Though I'll gladly admit, that I'd prefer locally streaming my already-owned games over rebuying, if it exceeds the 20€ mark.

ageres
KlausLacking this support, games that will run well on a Switch will likely fall behind quickly on the much more expensive SMACH.
Or they will not. Anyway, Smach is a computer, so you'll be able to tweak games to get better performance.
I'd rather pay more than have to spend time tweaking performance... Matter of subjective priorities again.

ageres
KlausIt also will have to fight with the battery-life and performance implications of running a full desktop OS with traditional pre-mobile multitasking.
But if that OS is Linux…
It's not really a Windows-specific issue though, but rather in the difference between dedicated mobile and desktop operating systems, and how it affects how their third-party software is written.

Remember the SMACH Z handheld? It's apparently going to be at E3 this year
5 June 2019 at 9:20 am UTC Likes: 1

ageres
UltraAltesBrotWhy purchase an expensive new device when you already have a smartphone or tablet?
Say this to Nintendo.
The switch is pretty cheap actually at 300-330€, and comes with access to traditionally developed "full" games, rather than an ecosystem dominated by F2P games. While there are plenty of good F2P games, they are usually designed to be played in short sessions over a long time, as opposed to traditional single-player games, where "one hour" is a short session, and a sense of "finishing" the game is usually part of the design. As a consequence, the Switch targets a market orthogonal to typical mobile gaming.

Additionally it is backed by an established company, and games will be optimized for it – notabily including UI adjustments to support the small internal screen, presumably. Lacking this support, games that will run well on a Switch will likely fall behind quickly on the much more expensive SMACH. Never mind the implications of the Startup-character of the company in terms of trust (repairs, replacement, future models, ...).
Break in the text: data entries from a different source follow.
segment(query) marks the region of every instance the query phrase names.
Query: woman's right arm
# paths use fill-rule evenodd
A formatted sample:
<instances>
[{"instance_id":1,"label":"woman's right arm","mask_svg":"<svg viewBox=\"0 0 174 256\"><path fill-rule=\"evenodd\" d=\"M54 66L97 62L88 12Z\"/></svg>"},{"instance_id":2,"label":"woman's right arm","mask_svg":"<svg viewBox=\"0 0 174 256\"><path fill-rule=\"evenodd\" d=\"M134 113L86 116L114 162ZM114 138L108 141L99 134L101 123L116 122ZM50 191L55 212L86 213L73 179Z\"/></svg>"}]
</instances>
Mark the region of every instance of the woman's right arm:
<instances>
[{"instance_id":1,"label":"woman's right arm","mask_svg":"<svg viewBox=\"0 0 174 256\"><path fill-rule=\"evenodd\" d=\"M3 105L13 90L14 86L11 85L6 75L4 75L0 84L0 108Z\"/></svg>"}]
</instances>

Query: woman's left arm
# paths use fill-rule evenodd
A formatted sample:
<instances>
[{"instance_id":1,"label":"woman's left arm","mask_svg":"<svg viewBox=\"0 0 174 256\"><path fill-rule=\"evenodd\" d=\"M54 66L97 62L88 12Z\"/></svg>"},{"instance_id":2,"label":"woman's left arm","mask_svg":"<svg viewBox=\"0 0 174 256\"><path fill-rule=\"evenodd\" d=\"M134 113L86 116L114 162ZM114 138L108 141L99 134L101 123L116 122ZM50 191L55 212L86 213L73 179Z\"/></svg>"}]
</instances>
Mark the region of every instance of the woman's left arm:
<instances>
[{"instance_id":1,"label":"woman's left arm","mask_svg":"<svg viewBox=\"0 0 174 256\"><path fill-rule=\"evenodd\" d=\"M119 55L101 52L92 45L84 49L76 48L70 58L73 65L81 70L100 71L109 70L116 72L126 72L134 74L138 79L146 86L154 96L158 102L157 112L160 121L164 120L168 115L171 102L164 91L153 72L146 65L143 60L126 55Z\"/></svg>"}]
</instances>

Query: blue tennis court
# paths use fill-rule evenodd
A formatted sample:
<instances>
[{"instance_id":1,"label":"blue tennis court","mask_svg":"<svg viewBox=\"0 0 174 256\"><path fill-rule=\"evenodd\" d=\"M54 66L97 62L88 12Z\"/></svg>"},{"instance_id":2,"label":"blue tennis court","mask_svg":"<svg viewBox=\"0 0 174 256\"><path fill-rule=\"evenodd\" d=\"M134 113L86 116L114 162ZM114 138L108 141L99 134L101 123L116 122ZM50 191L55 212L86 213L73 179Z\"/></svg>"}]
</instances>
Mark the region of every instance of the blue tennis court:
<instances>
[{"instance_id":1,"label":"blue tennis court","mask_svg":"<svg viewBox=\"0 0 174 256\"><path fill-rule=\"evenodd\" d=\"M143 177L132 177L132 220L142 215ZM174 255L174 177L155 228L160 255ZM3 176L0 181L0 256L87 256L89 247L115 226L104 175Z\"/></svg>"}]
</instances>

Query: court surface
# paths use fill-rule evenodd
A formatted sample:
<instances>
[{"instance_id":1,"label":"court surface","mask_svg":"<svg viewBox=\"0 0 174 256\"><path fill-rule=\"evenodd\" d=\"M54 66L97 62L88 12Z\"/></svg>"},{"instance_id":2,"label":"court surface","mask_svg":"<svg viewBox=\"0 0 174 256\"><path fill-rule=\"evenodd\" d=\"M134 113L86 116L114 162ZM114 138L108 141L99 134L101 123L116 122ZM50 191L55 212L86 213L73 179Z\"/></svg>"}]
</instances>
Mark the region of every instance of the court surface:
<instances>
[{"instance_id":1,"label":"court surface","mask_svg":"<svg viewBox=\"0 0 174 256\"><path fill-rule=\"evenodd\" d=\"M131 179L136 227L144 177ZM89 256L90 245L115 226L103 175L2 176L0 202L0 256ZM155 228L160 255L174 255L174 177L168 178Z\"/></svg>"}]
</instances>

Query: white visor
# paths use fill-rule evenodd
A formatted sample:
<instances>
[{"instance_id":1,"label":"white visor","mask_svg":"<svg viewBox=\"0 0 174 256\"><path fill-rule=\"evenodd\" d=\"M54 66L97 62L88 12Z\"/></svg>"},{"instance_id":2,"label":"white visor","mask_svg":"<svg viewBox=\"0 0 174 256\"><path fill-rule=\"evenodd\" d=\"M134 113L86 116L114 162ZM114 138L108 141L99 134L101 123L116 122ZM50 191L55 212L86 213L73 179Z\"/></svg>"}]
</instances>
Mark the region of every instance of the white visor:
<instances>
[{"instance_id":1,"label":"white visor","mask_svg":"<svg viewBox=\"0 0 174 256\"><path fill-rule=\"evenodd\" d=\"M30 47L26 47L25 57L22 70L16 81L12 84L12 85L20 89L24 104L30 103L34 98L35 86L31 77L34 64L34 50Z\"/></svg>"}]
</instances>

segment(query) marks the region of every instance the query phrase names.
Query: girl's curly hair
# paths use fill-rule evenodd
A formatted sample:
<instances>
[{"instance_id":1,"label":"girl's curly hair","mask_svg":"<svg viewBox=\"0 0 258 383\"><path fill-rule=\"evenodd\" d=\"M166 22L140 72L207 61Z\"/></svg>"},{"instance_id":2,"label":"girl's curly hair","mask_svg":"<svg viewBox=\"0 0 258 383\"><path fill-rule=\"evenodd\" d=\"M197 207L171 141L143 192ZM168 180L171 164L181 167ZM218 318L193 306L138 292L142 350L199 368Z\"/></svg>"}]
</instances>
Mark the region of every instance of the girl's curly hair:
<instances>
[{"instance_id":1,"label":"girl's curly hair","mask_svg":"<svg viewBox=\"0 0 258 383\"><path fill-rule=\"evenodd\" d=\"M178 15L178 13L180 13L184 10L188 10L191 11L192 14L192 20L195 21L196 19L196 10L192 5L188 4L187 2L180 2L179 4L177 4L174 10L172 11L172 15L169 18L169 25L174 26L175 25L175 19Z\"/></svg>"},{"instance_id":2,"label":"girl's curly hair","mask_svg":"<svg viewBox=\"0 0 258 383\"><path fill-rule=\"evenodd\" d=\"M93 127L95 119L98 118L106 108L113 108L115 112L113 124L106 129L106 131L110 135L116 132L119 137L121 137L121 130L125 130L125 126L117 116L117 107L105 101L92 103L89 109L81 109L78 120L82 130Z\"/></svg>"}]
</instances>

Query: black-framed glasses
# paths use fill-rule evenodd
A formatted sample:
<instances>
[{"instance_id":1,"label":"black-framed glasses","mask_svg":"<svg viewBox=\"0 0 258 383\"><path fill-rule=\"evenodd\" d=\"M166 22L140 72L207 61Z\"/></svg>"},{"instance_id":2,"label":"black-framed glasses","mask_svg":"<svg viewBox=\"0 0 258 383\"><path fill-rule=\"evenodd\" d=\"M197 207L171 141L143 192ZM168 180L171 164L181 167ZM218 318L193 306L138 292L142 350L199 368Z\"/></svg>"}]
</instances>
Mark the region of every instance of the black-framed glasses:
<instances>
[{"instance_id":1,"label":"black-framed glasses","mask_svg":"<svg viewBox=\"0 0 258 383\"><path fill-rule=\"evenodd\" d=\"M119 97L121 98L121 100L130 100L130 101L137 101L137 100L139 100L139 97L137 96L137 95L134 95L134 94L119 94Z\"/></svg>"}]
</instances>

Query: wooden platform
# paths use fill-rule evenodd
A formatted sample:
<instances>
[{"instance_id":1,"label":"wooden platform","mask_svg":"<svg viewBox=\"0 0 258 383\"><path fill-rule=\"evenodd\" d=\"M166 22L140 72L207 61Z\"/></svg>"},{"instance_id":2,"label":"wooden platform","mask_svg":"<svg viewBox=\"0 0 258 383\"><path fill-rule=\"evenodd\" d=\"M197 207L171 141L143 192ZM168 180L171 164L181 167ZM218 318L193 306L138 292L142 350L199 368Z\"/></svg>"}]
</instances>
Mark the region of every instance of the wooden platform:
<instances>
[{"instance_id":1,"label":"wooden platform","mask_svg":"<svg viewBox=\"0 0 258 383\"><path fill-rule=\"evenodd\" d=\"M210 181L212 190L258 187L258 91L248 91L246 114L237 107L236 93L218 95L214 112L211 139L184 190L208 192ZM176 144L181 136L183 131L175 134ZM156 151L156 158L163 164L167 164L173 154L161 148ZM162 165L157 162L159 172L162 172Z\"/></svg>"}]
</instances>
It also will have to fight with the battery-life and performance implications of running a full desktop OS with traditional pre-mobile multitasking.

Remember the SMACH Z handheld? It's apparently going to be at E3 this year
5 June 2019 at 9:20 am UTC

TheRiddick
DragunovMore rich people toys...Price is outrageous

yeah that's kinda what I was thinking, I mean you could get a switch for cheaper, aren't Nintendo allowing steam streaming on the switch soon via app?
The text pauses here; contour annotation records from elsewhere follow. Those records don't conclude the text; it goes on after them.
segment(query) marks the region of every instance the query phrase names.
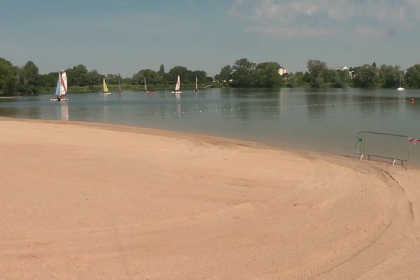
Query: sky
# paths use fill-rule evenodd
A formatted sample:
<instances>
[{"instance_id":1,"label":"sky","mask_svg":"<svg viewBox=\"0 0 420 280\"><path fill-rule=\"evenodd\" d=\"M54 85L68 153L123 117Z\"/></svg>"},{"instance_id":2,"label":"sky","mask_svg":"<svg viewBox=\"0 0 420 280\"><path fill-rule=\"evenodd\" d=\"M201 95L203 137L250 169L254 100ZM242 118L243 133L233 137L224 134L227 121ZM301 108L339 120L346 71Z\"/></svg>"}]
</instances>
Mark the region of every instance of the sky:
<instances>
[{"instance_id":1,"label":"sky","mask_svg":"<svg viewBox=\"0 0 420 280\"><path fill-rule=\"evenodd\" d=\"M420 63L420 0L0 0L0 57L40 74Z\"/></svg>"}]
</instances>

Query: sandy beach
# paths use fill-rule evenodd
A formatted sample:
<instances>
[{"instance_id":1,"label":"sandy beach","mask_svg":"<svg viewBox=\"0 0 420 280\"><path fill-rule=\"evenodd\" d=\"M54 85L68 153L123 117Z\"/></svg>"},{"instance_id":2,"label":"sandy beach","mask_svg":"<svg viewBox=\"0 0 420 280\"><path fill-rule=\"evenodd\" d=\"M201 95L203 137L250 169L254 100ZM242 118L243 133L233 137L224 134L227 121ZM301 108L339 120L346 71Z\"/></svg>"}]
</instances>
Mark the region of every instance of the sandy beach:
<instances>
[{"instance_id":1,"label":"sandy beach","mask_svg":"<svg viewBox=\"0 0 420 280\"><path fill-rule=\"evenodd\" d=\"M1 279L420 279L420 169L0 118Z\"/></svg>"}]
</instances>

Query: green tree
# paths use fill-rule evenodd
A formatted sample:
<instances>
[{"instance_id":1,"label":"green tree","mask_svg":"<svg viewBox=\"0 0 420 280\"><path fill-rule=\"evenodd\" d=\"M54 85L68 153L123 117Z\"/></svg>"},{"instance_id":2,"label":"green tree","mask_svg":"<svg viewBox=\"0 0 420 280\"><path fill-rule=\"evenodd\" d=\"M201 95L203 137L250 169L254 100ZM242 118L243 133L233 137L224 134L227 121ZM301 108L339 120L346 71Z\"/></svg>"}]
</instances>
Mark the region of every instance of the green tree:
<instances>
[{"instance_id":1,"label":"green tree","mask_svg":"<svg viewBox=\"0 0 420 280\"><path fill-rule=\"evenodd\" d=\"M415 64L407 69L405 77L409 88L420 88L420 64Z\"/></svg>"},{"instance_id":2,"label":"green tree","mask_svg":"<svg viewBox=\"0 0 420 280\"><path fill-rule=\"evenodd\" d=\"M219 80L219 82L228 83L229 80L232 78L232 71L233 69L230 65L226 65L220 69L220 73L218 74L217 79Z\"/></svg>"},{"instance_id":3,"label":"green tree","mask_svg":"<svg viewBox=\"0 0 420 280\"><path fill-rule=\"evenodd\" d=\"M88 69L85 65L79 64L66 70L67 81L70 85L88 85Z\"/></svg>"},{"instance_id":4,"label":"green tree","mask_svg":"<svg viewBox=\"0 0 420 280\"><path fill-rule=\"evenodd\" d=\"M353 79L354 85L362 88L373 88L377 87L379 82L378 69L370 64L365 64L356 67Z\"/></svg>"},{"instance_id":5,"label":"green tree","mask_svg":"<svg viewBox=\"0 0 420 280\"><path fill-rule=\"evenodd\" d=\"M18 68L10 62L0 57L0 94L13 95L16 93Z\"/></svg>"},{"instance_id":6,"label":"green tree","mask_svg":"<svg viewBox=\"0 0 420 280\"><path fill-rule=\"evenodd\" d=\"M104 75L98 73L97 70L93 69L88 72L88 74L86 74L86 82L90 86L94 85L101 85L102 83L103 76Z\"/></svg>"},{"instance_id":7,"label":"green tree","mask_svg":"<svg viewBox=\"0 0 420 280\"><path fill-rule=\"evenodd\" d=\"M30 60L24 65L20 71L20 78L22 79L24 85L36 86L38 75L38 67Z\"/></svg>"},{"instance_id":8,"label":"green tree","mask_svg":"<svg viewBox=\"0 0 420 280\"><path fill-rule=\"evenodd\" d=\"M134 85L143 85L144 83L144 78L148 85L156 85L161 80L160 77L153 70L151 69L144 69L140 70L136 74L133 75L132 81Z\"/></svg>"},{"instance_id":9,"label":"green tree","mask_svg":"<svg viewBox=\"0 0 420 280\"><path fill-rule=\"evenodd\" d=\"M404 74L402 73L402 75ZM382 65L379 69L379 77L383 88L398 88L402 71L398 66Z\"/></svg>"},{"instance_id":10,"label":"green tree","mask_svg":"<svg viewBox=\"0 0 420 280\"><path fill-rule=\"evenodd\" d=\"M18 90L22 93L37 92L38 78L38 67L29 60L19 71Z\"/></svg>"},{"instance_id":11,"label":"green tree","mask_svg":"<svg viewBox=\"0 0 420 280\"><path fill-rule=\"evenodd\" d=\"M192 83L192 80L195 81L195 77L193 78L194 80L191 79L192 75L189 74L188 69L182 66L176 66L175 67L171 69L168 72L168 81L170 83L174 83L176 82L176 75L179 75L181 78L182 83Z\"/></svg>"},{"instance_id":12,"label":"green tree","mask_svg":"<svg viewBox=\"0 0 420 280\"><path fill-rule=\"evenodd\" d=\"M258 87L274 88L284 83L279 74L280 64L277 62L263 62L257 64L253 73L254 85Z\"/></svg>"},{"instance_id":13,"label":"green tree","mask_svg":"<svg viewBox=\"0 0 420 280\"><path fill-rule=\"evenodd\" d=\"M252 85L252 76L255 71L255 64L248 61L246 58L237 60L232 67L232 84L239 87Z\"/></svg>"},{"instance_id":14,"label":"green tree","mask_svg":"<svg viewBox=\"0 0 420 280\"><path fill-rule=\"evenodd\" d=\"M307 63L309 80L308 83L313 88L323 88L325 86L324 72L327 70L326 62L320 60L310 59Z\"/></svg>"},{"instance_id":15,"label":"green tree","mask_svg":"<svg viewBox=\"0 0 420 280\"><path fill-rule=\"evenodd\" d=\"M53 88L57 85L58 72L50 72L48 74L41 74L38 77L38 85L45 88Z\"/></svg>"}]
</instances>

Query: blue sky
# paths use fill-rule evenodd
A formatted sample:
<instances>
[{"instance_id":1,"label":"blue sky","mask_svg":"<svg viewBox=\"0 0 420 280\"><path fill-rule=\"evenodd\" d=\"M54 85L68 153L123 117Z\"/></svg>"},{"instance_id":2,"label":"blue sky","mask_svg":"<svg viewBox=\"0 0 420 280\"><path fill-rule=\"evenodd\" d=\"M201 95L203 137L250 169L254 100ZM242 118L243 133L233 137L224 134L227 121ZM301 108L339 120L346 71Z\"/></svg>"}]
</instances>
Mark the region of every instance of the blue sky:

Remember when Apple rejected the SteamLink app at first? Nintendo is presumably cross-financing the hardware with software sales, so they have even more reason to reject streaming support, unless it requires a pricey subscription.

I'd love it though. I'm currently holding out o buying new games, that are available on Switch, because I plan to buy one eventually and prefer playing in bed. A streaming feature would make it "instant buy" as it would allow me to bridge to playing games from my backlog and PC-only games (assuming controller support), or games where modding is important part of the experience.
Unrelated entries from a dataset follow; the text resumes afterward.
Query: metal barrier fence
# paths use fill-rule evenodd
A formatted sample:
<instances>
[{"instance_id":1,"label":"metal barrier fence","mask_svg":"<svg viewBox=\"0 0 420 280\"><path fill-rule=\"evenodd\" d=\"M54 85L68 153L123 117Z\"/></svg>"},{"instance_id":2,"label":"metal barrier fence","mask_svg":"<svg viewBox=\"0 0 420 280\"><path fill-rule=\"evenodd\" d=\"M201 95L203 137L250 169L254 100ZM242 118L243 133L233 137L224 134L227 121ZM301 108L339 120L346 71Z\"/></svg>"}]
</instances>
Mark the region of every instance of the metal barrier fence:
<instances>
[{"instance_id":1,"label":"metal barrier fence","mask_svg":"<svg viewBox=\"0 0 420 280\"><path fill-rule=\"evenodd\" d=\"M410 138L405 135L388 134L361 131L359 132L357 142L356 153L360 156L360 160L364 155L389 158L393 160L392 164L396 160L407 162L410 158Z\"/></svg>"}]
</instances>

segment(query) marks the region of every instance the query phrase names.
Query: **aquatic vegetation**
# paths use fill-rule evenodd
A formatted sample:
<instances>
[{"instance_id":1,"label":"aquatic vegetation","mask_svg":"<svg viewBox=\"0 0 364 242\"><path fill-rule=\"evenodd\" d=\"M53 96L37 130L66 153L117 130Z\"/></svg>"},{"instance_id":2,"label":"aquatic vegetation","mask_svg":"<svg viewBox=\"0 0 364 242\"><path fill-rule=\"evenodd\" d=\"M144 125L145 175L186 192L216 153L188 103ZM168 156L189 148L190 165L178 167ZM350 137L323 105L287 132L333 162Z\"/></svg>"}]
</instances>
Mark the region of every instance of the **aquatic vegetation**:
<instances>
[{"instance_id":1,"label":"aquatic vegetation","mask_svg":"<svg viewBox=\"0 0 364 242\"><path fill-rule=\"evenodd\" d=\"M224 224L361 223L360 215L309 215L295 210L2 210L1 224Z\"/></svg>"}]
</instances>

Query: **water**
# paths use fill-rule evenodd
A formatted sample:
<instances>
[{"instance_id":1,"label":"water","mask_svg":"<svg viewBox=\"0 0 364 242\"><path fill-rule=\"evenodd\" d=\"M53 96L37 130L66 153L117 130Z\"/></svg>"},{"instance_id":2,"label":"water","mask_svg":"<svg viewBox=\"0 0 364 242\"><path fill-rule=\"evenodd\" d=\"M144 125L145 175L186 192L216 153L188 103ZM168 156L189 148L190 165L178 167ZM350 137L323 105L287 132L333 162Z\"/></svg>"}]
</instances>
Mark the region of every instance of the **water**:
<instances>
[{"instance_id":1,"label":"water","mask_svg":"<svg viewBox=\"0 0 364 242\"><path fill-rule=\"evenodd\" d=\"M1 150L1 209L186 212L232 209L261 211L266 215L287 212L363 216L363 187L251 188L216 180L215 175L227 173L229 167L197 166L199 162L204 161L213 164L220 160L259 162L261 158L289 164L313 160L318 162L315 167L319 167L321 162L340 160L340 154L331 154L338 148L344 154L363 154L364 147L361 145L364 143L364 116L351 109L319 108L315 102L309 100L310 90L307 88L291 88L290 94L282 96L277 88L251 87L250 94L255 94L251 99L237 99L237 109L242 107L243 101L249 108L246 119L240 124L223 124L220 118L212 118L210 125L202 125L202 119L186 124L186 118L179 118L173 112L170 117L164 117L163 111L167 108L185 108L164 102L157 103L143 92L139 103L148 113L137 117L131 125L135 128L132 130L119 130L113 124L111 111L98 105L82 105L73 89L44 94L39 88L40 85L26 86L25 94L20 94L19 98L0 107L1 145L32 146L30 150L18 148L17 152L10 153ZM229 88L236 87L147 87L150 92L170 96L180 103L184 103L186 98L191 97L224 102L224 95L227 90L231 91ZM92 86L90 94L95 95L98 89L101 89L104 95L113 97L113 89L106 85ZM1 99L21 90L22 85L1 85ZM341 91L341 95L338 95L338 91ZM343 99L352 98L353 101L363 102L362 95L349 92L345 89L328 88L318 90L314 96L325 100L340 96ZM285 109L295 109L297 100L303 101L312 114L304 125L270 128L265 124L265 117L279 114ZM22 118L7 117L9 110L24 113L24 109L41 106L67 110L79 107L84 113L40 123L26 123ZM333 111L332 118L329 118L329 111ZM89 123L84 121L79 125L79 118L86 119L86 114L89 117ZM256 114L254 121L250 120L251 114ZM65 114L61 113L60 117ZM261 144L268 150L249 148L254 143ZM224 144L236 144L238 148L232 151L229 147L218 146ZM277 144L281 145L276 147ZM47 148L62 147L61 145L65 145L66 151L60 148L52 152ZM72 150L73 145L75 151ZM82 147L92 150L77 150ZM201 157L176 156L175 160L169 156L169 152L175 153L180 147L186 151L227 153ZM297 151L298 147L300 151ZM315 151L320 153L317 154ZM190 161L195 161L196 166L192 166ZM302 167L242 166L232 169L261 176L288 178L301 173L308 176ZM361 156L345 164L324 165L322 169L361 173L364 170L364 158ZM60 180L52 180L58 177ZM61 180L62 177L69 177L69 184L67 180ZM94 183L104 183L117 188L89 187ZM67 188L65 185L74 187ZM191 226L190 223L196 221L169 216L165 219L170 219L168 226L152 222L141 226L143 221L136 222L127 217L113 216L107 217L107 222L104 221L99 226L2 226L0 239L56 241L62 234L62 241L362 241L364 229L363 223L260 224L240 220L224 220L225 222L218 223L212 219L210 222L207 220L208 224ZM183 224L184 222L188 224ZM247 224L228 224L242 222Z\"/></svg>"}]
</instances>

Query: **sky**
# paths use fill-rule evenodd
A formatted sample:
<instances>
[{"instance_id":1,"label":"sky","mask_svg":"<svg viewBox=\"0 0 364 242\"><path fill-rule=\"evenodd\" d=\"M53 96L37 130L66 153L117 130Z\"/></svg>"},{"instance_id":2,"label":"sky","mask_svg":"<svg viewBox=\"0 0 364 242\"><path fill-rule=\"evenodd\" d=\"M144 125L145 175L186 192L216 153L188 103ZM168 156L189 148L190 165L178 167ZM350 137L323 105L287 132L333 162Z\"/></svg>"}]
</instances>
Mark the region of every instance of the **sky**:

Now, if only Nintendo truely arrived in the 21st century, by making cloud-saves a default feature for all games... I'd easily rebuy some games that sit unfinished on my PC to play them in bed or in the garden, but not if the save-games are tied to the hardware with no way to back them up.

Better yet, allow importing PC save-games to the Switch version of games, where technically possible. Sadly, it seems that Nintendo is concerned about such a feature being an attack vector for jailbreaks and playing illicit copies of games.